In 2001, I began a General Surgery residency at a well-known hospital on the Upper East Side. At that time, many programs were attempting to enact an 80-hour workweek for surgical trainees, ahead of the ACGME*-mandated law that would be enforced after July of 2003. During orientation, we were warned sternly (and with more than a modicum of sneering derision from our Chief Residents) to keep track of our work hours. After all, they had put in 110-hour workweeks for years without complaining. As they passed out the little cards, we knew they already thought we were “soft.”

Certainly an 80-hour workweek is not worthy of you’re-so-lazy eye rolling.
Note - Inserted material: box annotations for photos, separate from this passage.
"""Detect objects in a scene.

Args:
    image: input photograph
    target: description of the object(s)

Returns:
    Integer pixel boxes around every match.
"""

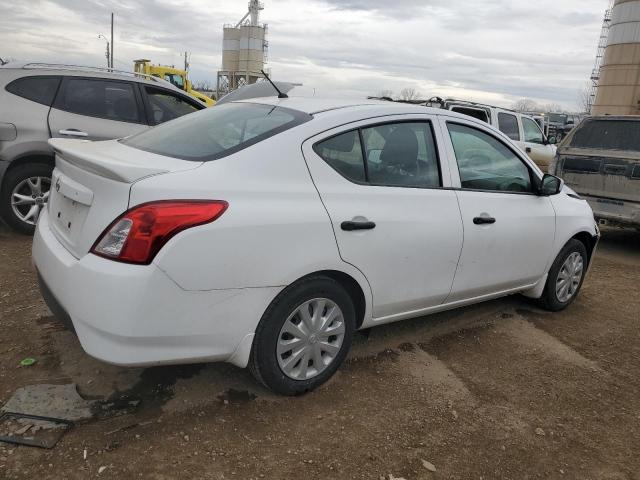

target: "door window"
[145,87,200,125]
[55,77,141,123]
[313,122,441,188]
[522,117,544,145]
[6,77,60,106]
[362,122,440,187]
[313,130,366,183]
[447,123,532,192]
[498,112,520,142]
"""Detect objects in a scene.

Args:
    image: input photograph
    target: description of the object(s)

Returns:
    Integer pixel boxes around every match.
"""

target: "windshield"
[549,113,567,123]
[571,120,640,152]
[121,103,312,162]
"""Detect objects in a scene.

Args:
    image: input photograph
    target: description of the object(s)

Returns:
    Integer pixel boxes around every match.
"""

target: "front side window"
[121,103,313,162]
[55,77,141,123]
[447,123,532,193]
[313,122,441,188]
[522,117,544,145]
[145,87,199,125]
[498,112,520,142]
[5,76,60,107]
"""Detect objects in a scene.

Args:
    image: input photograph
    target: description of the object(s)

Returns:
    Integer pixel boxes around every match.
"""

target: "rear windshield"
[571,120,640,152]
[121,103,312,162]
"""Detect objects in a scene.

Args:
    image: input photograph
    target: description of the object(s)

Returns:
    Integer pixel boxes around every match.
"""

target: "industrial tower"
[216,0,268,98]
[587,0,613,113]
[591,0,640,115]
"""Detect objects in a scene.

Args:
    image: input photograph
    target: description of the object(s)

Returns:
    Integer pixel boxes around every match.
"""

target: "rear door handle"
[473,217,496,225]
[340,222,376,232]
[58,128,89,137]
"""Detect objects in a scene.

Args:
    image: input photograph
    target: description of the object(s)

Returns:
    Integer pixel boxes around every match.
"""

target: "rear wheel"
[0,163,53,235]
[249,276,355,395]
[540,239,587,312]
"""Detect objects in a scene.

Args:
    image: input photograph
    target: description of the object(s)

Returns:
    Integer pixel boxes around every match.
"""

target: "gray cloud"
[0,0,606,106]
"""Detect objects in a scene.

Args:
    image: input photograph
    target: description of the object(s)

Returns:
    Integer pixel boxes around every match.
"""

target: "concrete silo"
[217,0,267,98]
[591,0,640,115]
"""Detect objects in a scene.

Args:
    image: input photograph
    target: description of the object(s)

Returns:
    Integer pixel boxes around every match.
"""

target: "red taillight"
[91,200,229,265]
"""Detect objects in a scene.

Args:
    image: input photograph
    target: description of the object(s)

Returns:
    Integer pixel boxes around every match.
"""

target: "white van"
[426,97,556,172]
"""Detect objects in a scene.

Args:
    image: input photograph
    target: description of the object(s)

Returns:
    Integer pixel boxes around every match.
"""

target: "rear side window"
[5,77,60,107]
[145,87,200,125]
[121,103,313,162]
[571,120,640,152]
[313,122,441,188]
[55,77,142,123]
[314,130,366,183]
[498,112,520,141]
[522,117,544,144]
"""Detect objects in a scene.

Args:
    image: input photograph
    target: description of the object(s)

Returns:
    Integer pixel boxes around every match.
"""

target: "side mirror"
[538,173,564,197]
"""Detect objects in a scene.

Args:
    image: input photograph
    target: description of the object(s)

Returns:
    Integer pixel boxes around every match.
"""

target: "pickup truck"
[549,116,640,229]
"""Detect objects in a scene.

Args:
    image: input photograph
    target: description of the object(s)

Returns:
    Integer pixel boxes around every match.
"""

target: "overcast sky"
[0,0,609,110]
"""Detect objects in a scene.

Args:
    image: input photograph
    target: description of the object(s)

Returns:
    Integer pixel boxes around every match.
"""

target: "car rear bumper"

And here is exactly how much we were “allowed” to work in the words of the ACGME:

“The new requirements include an 80-hour weekly limit, averaged over 4 weeks; at least 10 hours of rest between duty periods; a 24-hour limit to continuous duty plus up to 6 more hours for continuity of care and education; 1 day in 7 free from patient care; and in-house call no more than once every 3 nights averaged over 4 weeks.”

So, you know, easy peasy (eye roll). If you do the math, you’ll notice a 30-hour day was well within the rules, and for us, didn’t include the extra hour of travel time to an outside hospital rotation. In any case, these work hour restrictions did not make residency easier… because no one was working that little.

After I turned in my first little stack of time cards, with faithful tracking of all hours I was in the hospital or home answering the beeper (and often going back into the hospital), the assistant to the Chief of Surgery called me at my apartment.

“Britt, we need you to come in to talk to the boss about your time cards.”

“Did I do it wrong?”

“Well, you wrote that you are working 100 to 110 hour weeks. We need to discuss with you why you are unable to finish your work in a timely fashion.”

“Oh! I definitely did it wrong. I’ll hand in new ones tomorrow.”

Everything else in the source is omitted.